Some excellent answers on this (admittedly old) question, but I feel I have to throw my few cents in.
There is no way that I can somehow add another option to this type later on without modifying this declaration. So what are the benefits of this system? It seems like the OO way would be much more extensible.
The answer to this, I believe, is that the sort of extensibility that open sums give you is not always a plus, and that, correspondingly, the fact that OO forces this on you is a weakness.
The advantage of closed unions is their exhaustiveness: if you have fixed all the alternatives at compilation time, then you can be certain that there will be no unforeseen cases that your code cannot handle. This is a valuable property in many problem domains, for example, in abstract syntax trees for languages. If you're writing a compiler, the expressions of the language fall into a predefined, closed set of subcases—you do not want people to be able to add new subcases at runtime that your compiler doesn't understand!
In fact, compiler ASTs are one of the classic Gang of Four motivating examples for the Visitor Pattern, which is the OOP counterpart to closed sums and exhaustive pattern matching. It is instructive to reflect on the fact that OO programmers ended up inventing a pattern to recover closed sums.
Likewise, procedural and functional programmers have invented patterns to obtain the effect of sums. The simplest one is the "record of functions" encoding, which corresponds to OO interfaces. A record of functions is, effectively, a dispatch table. (Note that C programmers have been using this technique for ages!) The trick is that there is very often a large number of possible functions of a given type—often infinitely many. So if you have a record type whose fields are functions, then that can easily support an astronomically large or infinite set of alternatives. And what's more, since records are created at runtime and can be done flexibly based on runtime conditions, the alternatives are late bound.

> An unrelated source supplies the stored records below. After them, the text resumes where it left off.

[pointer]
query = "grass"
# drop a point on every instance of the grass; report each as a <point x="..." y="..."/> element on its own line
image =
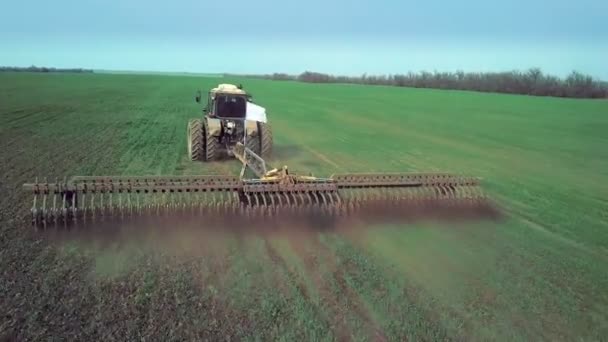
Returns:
<point x="537" y="275"/>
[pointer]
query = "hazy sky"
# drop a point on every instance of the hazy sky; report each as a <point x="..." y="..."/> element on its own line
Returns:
<point x="341" y="37"/>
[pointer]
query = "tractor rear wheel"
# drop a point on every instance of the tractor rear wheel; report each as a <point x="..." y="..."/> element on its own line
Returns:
<point x="196" y="142"/>
<point x="265" y="136"/>
<point x="211" y="144"/>
<point x="253" y="143"/>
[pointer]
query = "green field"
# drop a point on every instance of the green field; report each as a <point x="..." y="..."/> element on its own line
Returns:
<point x="539" y="274"/>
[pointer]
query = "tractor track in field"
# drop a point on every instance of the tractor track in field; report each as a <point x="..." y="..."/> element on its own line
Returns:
<point x="278" y="261"/>
<point x="337" y="315"/>
<point x="353" y="300"/>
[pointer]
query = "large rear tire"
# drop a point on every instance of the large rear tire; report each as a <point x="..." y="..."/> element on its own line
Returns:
<point x="211" y="144"/>
<point x="253" y="143"/>
<point x="265" y="136"/>
<point x="196" y="142"/>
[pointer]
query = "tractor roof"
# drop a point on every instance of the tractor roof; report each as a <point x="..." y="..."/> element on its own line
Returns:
<point x="228" y="89"/>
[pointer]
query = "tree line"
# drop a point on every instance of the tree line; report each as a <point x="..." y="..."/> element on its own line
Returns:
<point x="34" y="68"/>
<point x="530" y="82"/>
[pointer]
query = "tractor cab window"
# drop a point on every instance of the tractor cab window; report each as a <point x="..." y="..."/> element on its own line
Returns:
<point x="230" y="106"/>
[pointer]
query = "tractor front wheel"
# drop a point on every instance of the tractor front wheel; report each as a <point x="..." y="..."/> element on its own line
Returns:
<point x="265" y="136"/>
<point x="196" y="142"/>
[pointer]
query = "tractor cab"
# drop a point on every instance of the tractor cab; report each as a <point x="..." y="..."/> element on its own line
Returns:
<point x="226" y="101"/>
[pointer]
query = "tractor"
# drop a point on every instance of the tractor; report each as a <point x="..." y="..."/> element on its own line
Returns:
<point x="229" y="117"/>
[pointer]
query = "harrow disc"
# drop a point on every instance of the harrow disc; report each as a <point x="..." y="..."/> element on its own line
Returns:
<point x="87" y="199"/>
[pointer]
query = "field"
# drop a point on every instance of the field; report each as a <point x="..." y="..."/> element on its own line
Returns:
<point x="538" y="274"/>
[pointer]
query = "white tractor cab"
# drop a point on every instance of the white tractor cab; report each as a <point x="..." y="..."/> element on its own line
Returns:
<point x="229" y="116"/>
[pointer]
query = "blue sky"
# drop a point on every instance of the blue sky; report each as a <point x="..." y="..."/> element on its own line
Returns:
<point x="341" y="37"/>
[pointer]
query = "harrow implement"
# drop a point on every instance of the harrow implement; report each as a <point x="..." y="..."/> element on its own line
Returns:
<point x="268" y="194"/>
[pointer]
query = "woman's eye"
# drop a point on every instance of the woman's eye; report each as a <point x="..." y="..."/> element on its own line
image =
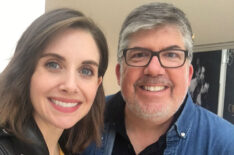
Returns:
<point x="52" y="65"/>
<point x="86" y="72"/>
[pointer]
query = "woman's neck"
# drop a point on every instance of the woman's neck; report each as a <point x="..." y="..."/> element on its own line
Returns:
<point x="51" y="135"/>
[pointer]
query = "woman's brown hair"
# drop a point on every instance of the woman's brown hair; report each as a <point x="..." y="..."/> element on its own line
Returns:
<point x="15" y="104"/>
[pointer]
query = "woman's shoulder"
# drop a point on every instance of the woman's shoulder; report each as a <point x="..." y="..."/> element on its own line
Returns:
<point x="6" y="147"/>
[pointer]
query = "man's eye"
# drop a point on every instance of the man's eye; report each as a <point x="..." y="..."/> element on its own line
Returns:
<point x="86" y="72"/>
<point x="171" y="55"/>
<point x="52" y="65"/>
<point x="138" y="55"/>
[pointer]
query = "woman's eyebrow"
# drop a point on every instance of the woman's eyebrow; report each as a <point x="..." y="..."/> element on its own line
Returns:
<point x="53" y="55"/>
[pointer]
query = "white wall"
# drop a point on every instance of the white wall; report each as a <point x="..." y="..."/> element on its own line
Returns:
<point x="16" y="16"/>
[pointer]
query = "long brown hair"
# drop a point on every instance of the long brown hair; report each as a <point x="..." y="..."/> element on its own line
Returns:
<point x="15" y="104"/>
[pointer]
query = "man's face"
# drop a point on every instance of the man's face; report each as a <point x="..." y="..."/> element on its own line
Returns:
<point x="153" y="92"/>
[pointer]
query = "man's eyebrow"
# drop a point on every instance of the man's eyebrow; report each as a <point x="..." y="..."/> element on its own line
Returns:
<point x="171" y="47"/>
<point x="53" y="55"/>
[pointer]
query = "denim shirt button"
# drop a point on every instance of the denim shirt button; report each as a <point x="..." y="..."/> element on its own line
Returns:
<point x="182" y="134"/>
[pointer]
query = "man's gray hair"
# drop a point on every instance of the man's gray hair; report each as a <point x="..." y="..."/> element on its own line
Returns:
<point x="151" y="16"/>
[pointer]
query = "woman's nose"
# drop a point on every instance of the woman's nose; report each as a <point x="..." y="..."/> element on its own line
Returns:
<point x="69" y="83"/>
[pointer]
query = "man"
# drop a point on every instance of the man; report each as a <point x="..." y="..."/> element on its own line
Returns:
<point x="154" y="114"/>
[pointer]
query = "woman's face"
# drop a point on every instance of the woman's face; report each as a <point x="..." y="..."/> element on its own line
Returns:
<point x="65" y="81"/>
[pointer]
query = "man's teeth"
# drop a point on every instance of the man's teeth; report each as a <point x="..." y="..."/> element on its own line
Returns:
<point x="154" y="88"/>
<point x="64" y="104"/>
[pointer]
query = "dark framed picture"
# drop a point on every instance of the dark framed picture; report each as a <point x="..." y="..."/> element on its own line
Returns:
<point x="204" y="87"/>
<point x="228" y="111"/>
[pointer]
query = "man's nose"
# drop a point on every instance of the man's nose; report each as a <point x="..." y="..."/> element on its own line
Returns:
<point x="154" y="67"/>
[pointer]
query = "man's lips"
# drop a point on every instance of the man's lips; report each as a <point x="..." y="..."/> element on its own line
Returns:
<point x="154" y="88"/>
<point x="154" y="84"/>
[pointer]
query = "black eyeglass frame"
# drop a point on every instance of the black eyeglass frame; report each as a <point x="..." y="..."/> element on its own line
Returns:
<point x="155" y="53"/>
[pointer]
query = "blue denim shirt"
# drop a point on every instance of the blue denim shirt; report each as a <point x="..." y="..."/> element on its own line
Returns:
<point x="196" y="132"/>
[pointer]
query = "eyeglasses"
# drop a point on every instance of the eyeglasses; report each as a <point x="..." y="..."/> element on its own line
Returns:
<point x="168" y="58"/>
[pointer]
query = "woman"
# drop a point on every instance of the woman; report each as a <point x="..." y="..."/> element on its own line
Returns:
<point x="51" y="92"/>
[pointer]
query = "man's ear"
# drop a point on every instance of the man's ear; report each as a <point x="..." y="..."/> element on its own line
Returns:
<point x="117" y="72"/>
<point x="190" y="73"/>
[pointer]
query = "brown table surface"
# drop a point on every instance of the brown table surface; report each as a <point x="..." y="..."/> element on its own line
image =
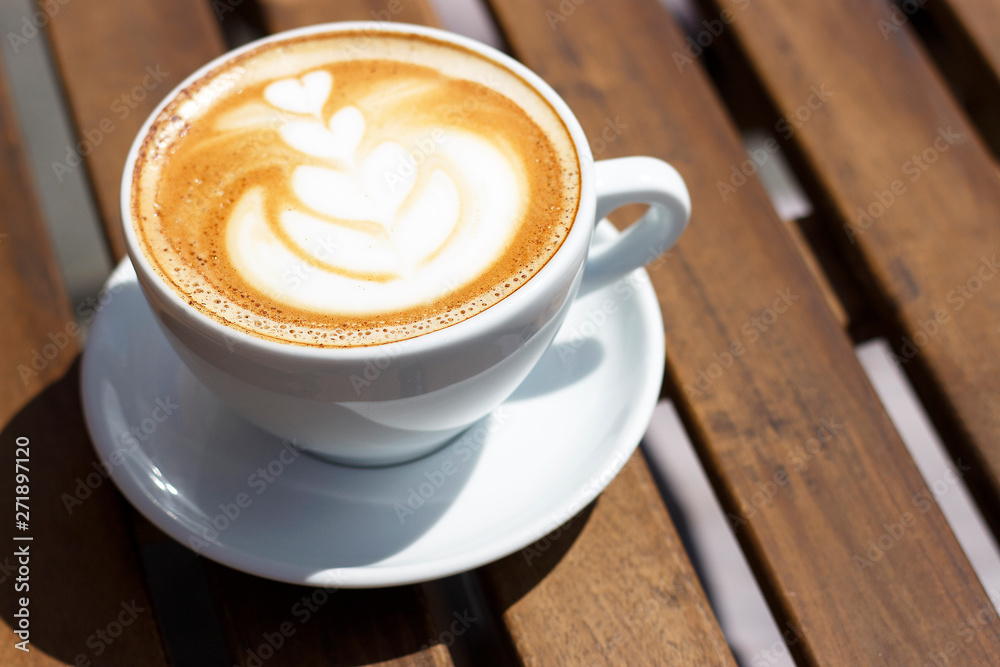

The final comment I'd make is that, in my mind, OO has made too many people believe that extensibility is synonymous with late binding (e.g., the ability to add new subcases to a type at runtime), when this just isn't generally true. Late binding is one technique for extensibility. Another technique is composition—building complex objects out of a fixed vocabulary of building blocks and rules for assembling them together. The vocabulary and rules are ideally small, but designed so that they have rich interactions that allow you to build very complex things.
Functional programming—and the ML/Haskell statically typed flavors in particular—have long emphasized composition over late binding. But in reality, both kinds of techniques exist in both paradigms, and should be in the toolkit of a good programmer.
It's also worth noting that programming languages themselves are fundamentally examples of composition. A programming language has a finite, hopefully simple syntax that allows you to combine its elements to write any possible program. (This in fact goes back to the compilers/Visitor Pattern example above and motivates it.)